Mimi Garrard Dance Theatre

Reviewed by Lisa Jo Sagolla

Self-presented at Theatre of The Riverside Church,
121st St. & Claremont Ave., NYC, May 18–21.

“Ravishing” is the word — the word that describes every aspect of Mimi Garrard Dance Theatre’s 35th-anniversary performance at Theatre of The Riverside Church.

The retrospective program’s centerpiece is the recreation of choreographer Mimi Garrard’s groundbreaking 1970 work Phosphones, the first piece to use composer Emmanuel Ghent’s computer system that synchronizes lighting cues with a musical score. As Ghent bounces illumination around the stage, on and amongst the performers, we begin to perceive the light as another “dancer” in Garrard’s Nikolais-esque creation. While the somewhat dehumanized bodies move as abstract forms in light and dark space, to the blips an boings of Ghent’s electronic score, the effects are truly breathtaking.
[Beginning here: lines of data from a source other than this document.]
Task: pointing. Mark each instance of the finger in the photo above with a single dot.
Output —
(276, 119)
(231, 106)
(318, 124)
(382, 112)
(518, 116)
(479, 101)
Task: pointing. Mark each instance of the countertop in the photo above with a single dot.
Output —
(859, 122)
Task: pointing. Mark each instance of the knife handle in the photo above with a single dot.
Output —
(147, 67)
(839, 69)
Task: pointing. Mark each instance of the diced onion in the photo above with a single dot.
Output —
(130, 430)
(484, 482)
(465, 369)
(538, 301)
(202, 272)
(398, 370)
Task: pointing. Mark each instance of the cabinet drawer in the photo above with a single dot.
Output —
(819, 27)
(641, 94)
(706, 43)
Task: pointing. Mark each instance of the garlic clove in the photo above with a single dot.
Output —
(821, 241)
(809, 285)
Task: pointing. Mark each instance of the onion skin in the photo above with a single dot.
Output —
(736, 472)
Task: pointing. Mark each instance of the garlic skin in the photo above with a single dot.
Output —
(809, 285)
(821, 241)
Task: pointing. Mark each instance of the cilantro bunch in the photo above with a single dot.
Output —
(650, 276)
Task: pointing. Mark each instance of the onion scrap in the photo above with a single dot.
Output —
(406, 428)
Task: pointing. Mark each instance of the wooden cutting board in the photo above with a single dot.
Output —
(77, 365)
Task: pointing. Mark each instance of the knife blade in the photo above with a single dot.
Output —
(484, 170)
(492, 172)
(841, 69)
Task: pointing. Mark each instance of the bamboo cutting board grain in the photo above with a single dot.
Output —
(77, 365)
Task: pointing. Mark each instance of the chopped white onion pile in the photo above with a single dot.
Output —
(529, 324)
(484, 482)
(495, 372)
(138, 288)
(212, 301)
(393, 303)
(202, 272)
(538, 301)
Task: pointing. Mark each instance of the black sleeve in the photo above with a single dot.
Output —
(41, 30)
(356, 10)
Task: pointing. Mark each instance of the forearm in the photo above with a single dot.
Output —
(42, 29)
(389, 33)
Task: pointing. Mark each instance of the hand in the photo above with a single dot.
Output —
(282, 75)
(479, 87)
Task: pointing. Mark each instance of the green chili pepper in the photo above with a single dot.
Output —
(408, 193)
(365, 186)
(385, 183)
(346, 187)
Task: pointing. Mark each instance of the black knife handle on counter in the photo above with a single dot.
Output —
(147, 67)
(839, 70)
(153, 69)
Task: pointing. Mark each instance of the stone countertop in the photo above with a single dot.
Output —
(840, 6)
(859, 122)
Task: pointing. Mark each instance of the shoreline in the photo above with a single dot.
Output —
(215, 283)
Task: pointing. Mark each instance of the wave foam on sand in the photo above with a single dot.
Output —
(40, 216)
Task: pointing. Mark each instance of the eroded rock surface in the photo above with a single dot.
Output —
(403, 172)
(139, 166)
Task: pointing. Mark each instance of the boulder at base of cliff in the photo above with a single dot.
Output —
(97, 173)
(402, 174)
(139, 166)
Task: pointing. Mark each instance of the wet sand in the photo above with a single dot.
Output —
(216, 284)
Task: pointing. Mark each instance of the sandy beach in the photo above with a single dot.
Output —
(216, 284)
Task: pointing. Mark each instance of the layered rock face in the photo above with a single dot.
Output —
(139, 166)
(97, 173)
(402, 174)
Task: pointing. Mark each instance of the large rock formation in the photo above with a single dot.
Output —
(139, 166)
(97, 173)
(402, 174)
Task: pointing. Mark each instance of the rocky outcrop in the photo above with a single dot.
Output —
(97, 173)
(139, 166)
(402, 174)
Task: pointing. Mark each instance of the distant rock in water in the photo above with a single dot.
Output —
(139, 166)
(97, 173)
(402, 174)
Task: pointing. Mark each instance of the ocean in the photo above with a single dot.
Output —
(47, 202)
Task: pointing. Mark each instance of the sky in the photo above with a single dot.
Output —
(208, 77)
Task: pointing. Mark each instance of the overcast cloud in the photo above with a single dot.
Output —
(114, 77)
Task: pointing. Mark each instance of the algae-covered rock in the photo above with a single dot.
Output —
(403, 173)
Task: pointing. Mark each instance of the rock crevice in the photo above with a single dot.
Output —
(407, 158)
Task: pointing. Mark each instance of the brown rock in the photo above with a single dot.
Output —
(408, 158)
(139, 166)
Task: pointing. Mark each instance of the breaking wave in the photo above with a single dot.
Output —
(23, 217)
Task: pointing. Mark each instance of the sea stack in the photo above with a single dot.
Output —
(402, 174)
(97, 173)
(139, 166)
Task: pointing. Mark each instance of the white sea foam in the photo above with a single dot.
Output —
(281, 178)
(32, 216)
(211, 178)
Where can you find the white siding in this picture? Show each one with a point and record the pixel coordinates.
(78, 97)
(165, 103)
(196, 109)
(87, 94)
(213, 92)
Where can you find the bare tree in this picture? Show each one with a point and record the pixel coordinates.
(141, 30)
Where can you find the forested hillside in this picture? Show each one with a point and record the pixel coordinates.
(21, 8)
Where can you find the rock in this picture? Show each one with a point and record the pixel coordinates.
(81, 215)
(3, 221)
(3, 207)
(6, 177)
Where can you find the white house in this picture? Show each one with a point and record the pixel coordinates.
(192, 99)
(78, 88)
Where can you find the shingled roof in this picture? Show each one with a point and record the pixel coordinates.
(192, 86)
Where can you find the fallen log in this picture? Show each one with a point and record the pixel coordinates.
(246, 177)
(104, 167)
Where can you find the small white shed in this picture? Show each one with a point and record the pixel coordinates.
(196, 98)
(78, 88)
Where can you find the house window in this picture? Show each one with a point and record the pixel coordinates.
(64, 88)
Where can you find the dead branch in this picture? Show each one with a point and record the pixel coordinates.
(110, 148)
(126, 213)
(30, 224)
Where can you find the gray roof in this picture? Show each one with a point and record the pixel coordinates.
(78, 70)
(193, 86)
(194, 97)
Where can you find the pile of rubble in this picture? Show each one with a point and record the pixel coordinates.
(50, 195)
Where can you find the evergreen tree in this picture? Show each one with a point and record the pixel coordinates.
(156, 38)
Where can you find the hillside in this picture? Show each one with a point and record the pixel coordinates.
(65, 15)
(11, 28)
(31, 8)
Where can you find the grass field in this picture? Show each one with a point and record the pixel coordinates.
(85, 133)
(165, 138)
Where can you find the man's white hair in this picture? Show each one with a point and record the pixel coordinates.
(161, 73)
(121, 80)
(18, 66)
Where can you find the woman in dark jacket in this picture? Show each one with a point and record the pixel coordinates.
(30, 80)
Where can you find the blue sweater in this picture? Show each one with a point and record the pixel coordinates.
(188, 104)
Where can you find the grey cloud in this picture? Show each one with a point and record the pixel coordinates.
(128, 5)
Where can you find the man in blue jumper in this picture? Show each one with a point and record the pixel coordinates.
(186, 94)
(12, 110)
Resplendently lit throughout the rest of the evening by John Evans, Garrard’s dancers perform her delectable choreography with polished articulation. Guest artist Anne Marie Crisanto is entrancing in the alluring opening solo of Mythos, a premiere, danced to a savory, pulsating score performed live by its composer, Dawn Buckholz (voice and cello), and percussionist Tom McGrath. Crisanto uses strong, percussive actions to impel Garrard’s phrases of fresh and original vocabulary that soften into the body’s natural curves and unwind into beautiful endpoints.The dance is fed by, but not imitative of, the rhythms of the music; the movements acknowledge the music but end and re-start as dictated by kinesthetic flow. As the piece progresses, an ensemble (dressed in gorgeous turquoise and lavender unitards) decorates the space and embodies the music’s lulling qualities with sculptural grace.

The appealingly pert energy of dancer Steffany George stands out among the fine quartet (including Laurie Bulman, Erin Dudley, and David M. Sharp) who dance Night Traffic. These restless sleepers are overtaken with the inner turmoils that plague one’s mind during slumber. Their body shapes, however, indicate curiosity, an openness to the disturbing forces, and a willingness to embrace and understand their anxieties. They’re not fearful of the darkness.

The program is completed by Joplin Suite, a lighthearted audience-pleaser reviewed by this critic last season.